Whitechapel Gallery (15 February – 12 May 2024)

 

Review by Sana Nassari

 

Dreams Have No Titles, originally conceived for the French Pavilion at the 59th Venice Biennale in 2022, is a mesmerising, multifaceted art installation that encompasses film, sculpture, photography and performance. Within the gallery spaces, Zineb Sedira recreates a sequence of film sets, based on films made during the 1960s, 70s and 80s across France, Algeria and Italy. It was a significant era in avant-garde and activist filmmaking, particularly notable for Algerian post-independence cinema.

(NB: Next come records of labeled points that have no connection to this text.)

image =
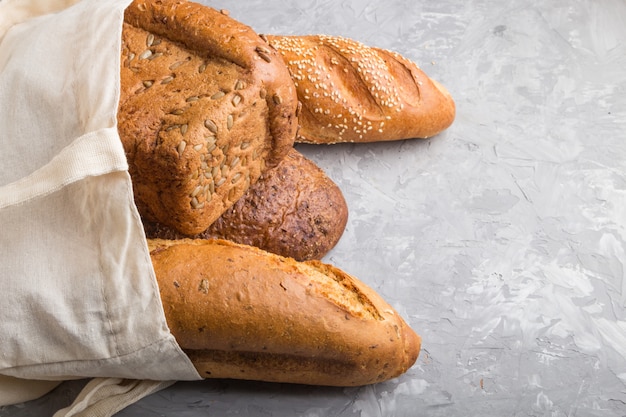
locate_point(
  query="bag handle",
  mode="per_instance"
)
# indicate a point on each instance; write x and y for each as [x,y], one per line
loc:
[95,153]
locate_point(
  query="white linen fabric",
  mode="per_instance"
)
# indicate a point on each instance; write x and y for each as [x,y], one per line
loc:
[79,297]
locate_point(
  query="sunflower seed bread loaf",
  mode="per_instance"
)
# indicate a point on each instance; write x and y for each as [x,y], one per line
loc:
[354,93]
[294,210]
[206,105]
[240,312]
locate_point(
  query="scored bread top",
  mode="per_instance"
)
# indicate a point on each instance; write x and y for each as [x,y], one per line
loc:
[206,106]
[354,93]
[241,312]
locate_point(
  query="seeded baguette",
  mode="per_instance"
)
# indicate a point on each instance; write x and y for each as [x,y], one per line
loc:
[205,107]
[354,93]
[294,210]
[240,312]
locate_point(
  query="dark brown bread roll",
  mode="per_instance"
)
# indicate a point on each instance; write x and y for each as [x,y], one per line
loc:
[294,210]
[240,312]
[354,93]
[205,107]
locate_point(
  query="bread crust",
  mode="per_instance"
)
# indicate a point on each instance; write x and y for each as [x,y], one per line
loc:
[294,210]
[240,312]
[205,107]
[354,93]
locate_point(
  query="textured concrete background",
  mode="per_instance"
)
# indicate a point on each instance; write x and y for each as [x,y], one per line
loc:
[502,241]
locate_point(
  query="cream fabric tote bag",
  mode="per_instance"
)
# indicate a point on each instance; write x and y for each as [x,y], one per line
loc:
[78,294]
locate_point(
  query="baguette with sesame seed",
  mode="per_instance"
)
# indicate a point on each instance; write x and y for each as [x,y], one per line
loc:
[354,93]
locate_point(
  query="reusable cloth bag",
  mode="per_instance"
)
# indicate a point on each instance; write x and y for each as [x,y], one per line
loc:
[78,295]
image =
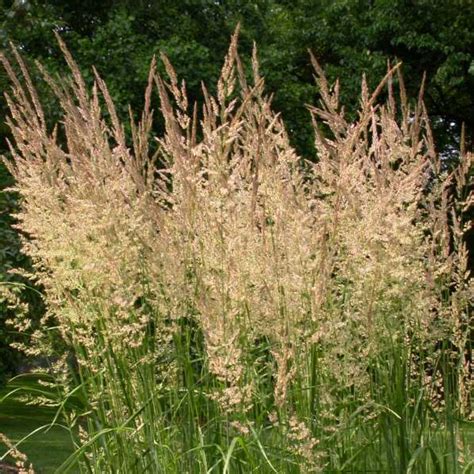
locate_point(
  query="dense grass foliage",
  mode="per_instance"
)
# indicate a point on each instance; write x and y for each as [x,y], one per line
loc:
[46,446]
[221,305]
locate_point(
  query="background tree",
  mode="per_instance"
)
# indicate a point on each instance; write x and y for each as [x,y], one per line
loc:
[350,37]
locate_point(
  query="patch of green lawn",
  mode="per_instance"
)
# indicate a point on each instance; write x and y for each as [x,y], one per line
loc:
[48,448]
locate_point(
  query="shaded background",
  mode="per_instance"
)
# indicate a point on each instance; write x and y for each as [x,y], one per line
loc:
[349,37]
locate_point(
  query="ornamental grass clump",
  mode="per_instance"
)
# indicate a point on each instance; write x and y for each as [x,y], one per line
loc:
[222,304]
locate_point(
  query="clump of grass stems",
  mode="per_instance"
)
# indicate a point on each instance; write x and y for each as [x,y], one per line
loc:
[223,305]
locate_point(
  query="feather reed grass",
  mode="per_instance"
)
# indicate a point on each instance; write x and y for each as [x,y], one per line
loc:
[223,305]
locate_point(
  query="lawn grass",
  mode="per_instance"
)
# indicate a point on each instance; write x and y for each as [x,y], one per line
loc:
[48,448]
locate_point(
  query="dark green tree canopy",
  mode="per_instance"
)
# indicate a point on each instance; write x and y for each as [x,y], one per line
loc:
[350,37]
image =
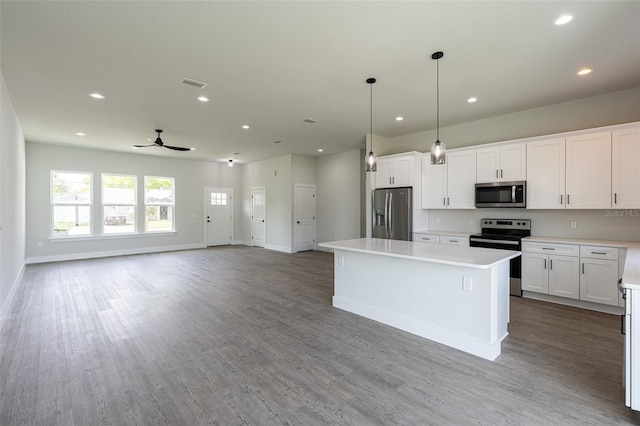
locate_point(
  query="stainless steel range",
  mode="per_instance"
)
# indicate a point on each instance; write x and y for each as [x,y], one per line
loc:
[505,234]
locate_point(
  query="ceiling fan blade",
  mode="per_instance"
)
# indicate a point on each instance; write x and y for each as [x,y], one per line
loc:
[177,148]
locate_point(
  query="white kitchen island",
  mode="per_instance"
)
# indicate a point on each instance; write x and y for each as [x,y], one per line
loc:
[454,295]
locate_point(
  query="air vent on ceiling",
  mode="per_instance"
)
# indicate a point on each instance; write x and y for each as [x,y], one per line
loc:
[194,83]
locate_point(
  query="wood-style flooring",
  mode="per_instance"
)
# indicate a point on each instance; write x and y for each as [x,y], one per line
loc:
[246,336]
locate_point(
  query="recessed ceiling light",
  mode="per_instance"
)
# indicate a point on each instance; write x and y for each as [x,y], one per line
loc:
[564,19]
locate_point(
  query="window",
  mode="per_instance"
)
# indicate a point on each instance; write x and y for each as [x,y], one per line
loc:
[70,203]
[218,199]
[159,202]
[118,204]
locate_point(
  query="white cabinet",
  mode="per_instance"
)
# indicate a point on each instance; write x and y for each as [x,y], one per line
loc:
[450,185]
[546,174]
[395,170]
[626,168]
[599,275]
[551,269]
[588,171]
[504,163]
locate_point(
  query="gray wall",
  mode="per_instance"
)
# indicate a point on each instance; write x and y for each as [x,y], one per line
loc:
[12,201]
[191,177]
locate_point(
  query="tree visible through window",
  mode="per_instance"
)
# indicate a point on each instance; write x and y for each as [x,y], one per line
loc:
[159,202]
[70,203]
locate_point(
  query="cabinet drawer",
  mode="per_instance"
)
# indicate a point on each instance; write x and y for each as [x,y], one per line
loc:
[596,252]
[454,240]
[424,238]
[551,248]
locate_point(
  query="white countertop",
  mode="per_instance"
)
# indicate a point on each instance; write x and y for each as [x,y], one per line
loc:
[631,272]
[472,257]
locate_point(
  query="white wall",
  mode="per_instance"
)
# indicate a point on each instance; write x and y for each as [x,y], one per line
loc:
[339,194]
[12,200]
[596,111]
[191,177]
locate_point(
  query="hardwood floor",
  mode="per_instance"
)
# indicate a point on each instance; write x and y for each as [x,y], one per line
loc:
[239,335]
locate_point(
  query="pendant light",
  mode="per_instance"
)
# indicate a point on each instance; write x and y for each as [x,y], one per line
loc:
[370,160]
[438,154]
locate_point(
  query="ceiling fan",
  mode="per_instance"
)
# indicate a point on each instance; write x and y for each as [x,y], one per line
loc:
[158,142]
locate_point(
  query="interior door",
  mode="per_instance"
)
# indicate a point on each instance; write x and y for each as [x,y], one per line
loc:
[258,216]
[219,216]
[305,217]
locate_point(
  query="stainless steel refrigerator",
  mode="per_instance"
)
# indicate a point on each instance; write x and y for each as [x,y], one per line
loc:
[393,213]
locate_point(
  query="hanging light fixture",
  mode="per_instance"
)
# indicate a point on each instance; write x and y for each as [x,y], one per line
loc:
[370,161]
[438,154]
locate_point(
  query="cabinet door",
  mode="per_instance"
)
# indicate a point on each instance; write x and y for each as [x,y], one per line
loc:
[488,165]
[403,174]
[545,174]
[626,169]
[461,179]
[513,162]
[564,279]
[384,173]
[535,275]
[599,281]
[434,184]
[588,174]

Initially, visitors will find themselves in the ballroom scene from Ettore Scola’s renowned film Le Bal (1983). Intermittently, the ballroom with its bar comes to life in the presence of a tango dancing couple, reminiscent of the dancers in the film, performing as if for an imaginary camera. As they dance, there is a question whether this is cinema, a play or an art performance, showcasing the fluidity of genres that Sedira introduces into her exhibition. Surprisingly, the experience felt heightened when I arrived in the bar during a lull in the tango performance (visitors will still witness Sedira’s interpretation of the scene in the final room, presented in a full-scale cinema setting). In the absence of the dancers, the ambiance is made palpable with lingering music and marking tape on the dance floor, signalling an absence. While this absence boldly underscores the actors’ missing presence, it also freezes the scene in time, invoking a sense of nostalgia – memories never fade, especially in nations that have experienced colonialism. Through this film-ballroom-bar installation, Sedira ingeniously evokes the magic of cinema without relying on the medium itself, inviting viewers to engage with the artwork on a deeper level.

Continuing into the exhibition, viewers encounter various film sets, which they will recognise later through screenings in the last room. And also, they will see a doll’s house perched atop silvery flight cases for film equipment, reproducing Sedira’s home living room. 

Repeated signs on the stairs indicate that the ‘exhibition continues upstairs’. Here, a recreated set reminiscent of a room in Gillo Pontecorvo’s The Battle of Algiers, is placed. In the next room, the coffin from Luchino Visconti’s film of the book by Albert Camus, The Stranger (1967) appears, then another section, inspired by Orson Welles’ film on art forgery, F For Fake (1973), leads to a faithful, life-size recreation of Sedira’s own cosy living room in Brixton, London, complete with books, film posters, and objects from the previously referenced films. It’s unclear whether this is her actual furniture or an immersive copy of her living room. The familiarity is reinforced by the doll’s house version earlier encountered on the ground floor, which also features a maquette of Sedira. 

The exhibition journey reaches its culmination in the final room, where a full-scale cinema has been constructed to screen Sedira’s film which has the same title as the exhibition, Dreams Have No Titles. The mystery deepens as, in the film, Sedira’s hand places her own miniature in the doll’s house. The repetition extends to other scenes, for example a scene in the film with a live band set in the ballroom, in which Sedira plays, sings and dances. As viewers watch her film, Sedira is depicted watching a film in another prefabricated cinema within it, creating a labyrinth of real and imitative experiences. This exhibition blurs the boundaries between reality and representation, creating a loop in which the viewer’s experience mirrors the artist’s actions within the exhibition space.

By bouncing the viewer between reality, cinema, performance and re-created sets, all delicately bonded with objects from historic-archival and post-liberation material culture, the exhibition leaves you questioning the authenticity of history. What we gaze upon might just be a replica, film sets whose origins and intentions remain obscure. The silver lining is, however, a realisation that we can become creators ourselves, shaping the forthcoming chapters of history.